Of course, despite the university’s best efforts, many male students could not be kept away from women, so they tended to visit brothels and have casual affairs. There’s clear evidence that both Oxford and Cambridge were magnets for prostitutes because of the large numbers of sexually frustrated undergraduates. In the mid-19th century, Oxford housed 300-500 prostitutes, most of whom only stayed for term-time. Towards the end of the century, the university grew so worried about this that it used its special powers to raid Oxford houses and patrol the streets, looking to arrest prostitutes and send them to prison ‘by order of the vice-chancellor and [at] the expense of the university’. The sexual double standard was certainly in evidence here; one Fellow commented in 1909 that ‘it does not matter if boys will be boys so long as one can prevent girls being girls’.
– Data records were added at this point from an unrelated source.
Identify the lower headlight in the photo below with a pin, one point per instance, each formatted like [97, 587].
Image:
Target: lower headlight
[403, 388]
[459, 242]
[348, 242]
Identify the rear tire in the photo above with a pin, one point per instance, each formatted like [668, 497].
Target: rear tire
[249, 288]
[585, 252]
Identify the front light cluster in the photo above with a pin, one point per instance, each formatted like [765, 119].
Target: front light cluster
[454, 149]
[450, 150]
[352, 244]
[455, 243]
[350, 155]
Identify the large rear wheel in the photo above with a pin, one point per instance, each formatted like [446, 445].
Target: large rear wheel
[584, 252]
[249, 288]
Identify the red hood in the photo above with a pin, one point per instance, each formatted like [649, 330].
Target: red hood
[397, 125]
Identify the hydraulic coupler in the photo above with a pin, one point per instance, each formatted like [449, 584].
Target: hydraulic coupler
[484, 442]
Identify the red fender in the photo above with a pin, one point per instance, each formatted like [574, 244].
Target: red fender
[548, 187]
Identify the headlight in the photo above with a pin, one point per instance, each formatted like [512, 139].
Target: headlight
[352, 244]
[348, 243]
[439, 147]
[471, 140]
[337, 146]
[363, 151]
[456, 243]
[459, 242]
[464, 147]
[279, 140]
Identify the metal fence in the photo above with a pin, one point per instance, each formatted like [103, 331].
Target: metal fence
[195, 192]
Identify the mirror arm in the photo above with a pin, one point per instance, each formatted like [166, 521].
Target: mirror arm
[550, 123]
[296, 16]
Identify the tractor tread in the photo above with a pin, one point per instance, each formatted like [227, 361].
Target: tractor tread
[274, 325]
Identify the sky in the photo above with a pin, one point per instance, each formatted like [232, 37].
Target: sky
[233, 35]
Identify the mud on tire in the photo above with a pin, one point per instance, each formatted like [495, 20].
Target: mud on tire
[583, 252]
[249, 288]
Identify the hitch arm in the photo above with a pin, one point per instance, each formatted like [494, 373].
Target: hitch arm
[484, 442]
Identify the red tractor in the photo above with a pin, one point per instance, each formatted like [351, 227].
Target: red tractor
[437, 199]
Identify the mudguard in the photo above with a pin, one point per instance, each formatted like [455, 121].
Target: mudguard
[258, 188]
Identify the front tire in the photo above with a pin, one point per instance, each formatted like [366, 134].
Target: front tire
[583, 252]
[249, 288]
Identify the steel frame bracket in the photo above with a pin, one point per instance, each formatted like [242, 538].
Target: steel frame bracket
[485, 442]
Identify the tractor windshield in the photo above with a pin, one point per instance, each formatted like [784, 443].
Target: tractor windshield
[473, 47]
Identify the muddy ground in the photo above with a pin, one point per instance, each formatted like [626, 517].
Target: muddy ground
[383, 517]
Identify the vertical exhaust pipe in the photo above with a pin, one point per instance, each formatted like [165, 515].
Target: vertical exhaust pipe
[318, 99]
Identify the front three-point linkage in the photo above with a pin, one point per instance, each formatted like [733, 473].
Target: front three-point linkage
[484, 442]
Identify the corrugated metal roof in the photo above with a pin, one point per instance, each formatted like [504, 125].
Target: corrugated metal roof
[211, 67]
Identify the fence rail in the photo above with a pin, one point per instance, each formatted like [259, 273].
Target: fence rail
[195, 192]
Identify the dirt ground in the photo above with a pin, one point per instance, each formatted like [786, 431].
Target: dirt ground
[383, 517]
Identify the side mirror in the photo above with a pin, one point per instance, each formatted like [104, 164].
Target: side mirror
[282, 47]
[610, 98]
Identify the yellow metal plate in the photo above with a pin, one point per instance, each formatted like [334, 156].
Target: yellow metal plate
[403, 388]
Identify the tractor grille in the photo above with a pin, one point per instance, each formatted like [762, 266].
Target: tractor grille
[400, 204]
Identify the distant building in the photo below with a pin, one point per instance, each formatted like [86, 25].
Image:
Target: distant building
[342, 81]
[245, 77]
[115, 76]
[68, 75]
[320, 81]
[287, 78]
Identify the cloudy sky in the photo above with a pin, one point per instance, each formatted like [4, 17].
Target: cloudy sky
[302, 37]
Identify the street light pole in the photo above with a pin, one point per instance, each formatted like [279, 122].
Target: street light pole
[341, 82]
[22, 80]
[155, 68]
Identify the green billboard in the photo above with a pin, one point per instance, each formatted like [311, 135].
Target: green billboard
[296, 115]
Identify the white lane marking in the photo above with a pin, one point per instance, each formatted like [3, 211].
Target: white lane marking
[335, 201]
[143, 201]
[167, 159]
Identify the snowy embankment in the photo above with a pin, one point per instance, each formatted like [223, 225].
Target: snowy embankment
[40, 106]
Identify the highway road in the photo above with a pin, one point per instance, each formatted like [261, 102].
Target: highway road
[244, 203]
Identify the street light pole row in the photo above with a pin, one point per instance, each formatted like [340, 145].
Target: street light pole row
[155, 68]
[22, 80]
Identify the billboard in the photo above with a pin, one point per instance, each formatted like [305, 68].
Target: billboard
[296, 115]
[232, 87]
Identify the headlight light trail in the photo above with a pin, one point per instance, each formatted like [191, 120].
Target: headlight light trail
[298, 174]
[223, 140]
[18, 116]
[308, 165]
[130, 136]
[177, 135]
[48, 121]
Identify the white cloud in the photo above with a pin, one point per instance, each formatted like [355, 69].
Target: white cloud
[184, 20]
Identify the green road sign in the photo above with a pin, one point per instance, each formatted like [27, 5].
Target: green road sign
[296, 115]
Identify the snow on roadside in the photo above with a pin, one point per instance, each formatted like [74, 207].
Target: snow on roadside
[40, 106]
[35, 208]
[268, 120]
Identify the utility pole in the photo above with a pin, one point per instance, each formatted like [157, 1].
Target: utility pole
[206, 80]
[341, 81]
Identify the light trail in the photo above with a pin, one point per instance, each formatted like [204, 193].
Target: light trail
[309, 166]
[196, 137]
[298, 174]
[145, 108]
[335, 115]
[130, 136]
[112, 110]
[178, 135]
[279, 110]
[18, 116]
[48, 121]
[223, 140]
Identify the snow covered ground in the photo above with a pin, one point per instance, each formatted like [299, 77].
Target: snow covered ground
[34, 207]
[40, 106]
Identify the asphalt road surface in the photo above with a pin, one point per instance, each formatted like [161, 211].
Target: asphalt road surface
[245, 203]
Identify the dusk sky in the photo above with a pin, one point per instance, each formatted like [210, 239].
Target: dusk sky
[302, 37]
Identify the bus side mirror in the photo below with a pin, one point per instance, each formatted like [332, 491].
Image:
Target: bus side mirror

The university was no less forgiving to liaisons with lower-class town girls. Several students were disciplined in 1911 and 1913 for ‘waiting for, accosting and walking about with [a] Pantomine actress’ after a theatre performance. The proctors also tried to target undergraduates who dared to talk to women at open-air performances of the city band. Undergraduates who had lower-class lovers could often be thoughtless and uncaring, particularly when faced with university retribution. There was a case in 1902-3 in which two students walking out with their girls ran away and hailed a cab as soon as they saw proctors approaching; the girls, abandoned by the students and unable to afford a cab, were apprehended. Likewise, Marie Hunt (the daughter of an odd-job man) recounted how in pre-war Oxford, ‘we used to meet them round the corner or at the end of a certain street or something like that, but nowhere near the colleges. They were not to be seen anywhere near our homes, well, it just wasn’t done, you see. And if the bulldogs [university police] were about, you see, the men daren’t be seen with the girls at all’. An 1894 student pamphlet contains the poem An Eights’ Week Epistle in which the student unapologetically recounts how he misled such a girl:
It’s difficult to see what advantage the university and college authorities hoped to gain from trying to stop all contact between male students and women. All evidence points to an attempt on their part to make Oxford little more than an extension of the single-sex boarding school. Probably they thought that women would distract men from their academic work, although as is now obvious, that argument is flimsy at best. Anyway, it’s not as though every male student was there to work; despite generally rising academic standards in the 19th century, many students still treated Oxford as a place at which one completed a “gentleman’s education”. These students spent their days partying, playing sport and cementing their place in the country’s social elite. The number of undergraduates who failed their degrees and indeed failed to sit Finals at all would be unacceptable at Oxford today. The ban on contact with women suggests a deeply misogynistic attitude which was evidently shared by much of the student population.
Attitudes have obviously changed since then, and I take as one example something a tour guide said a few months ago. This tour guide pointed out Oriel and solemnly said, ‘this college has a bad history – it was the last one in the university to admit women’.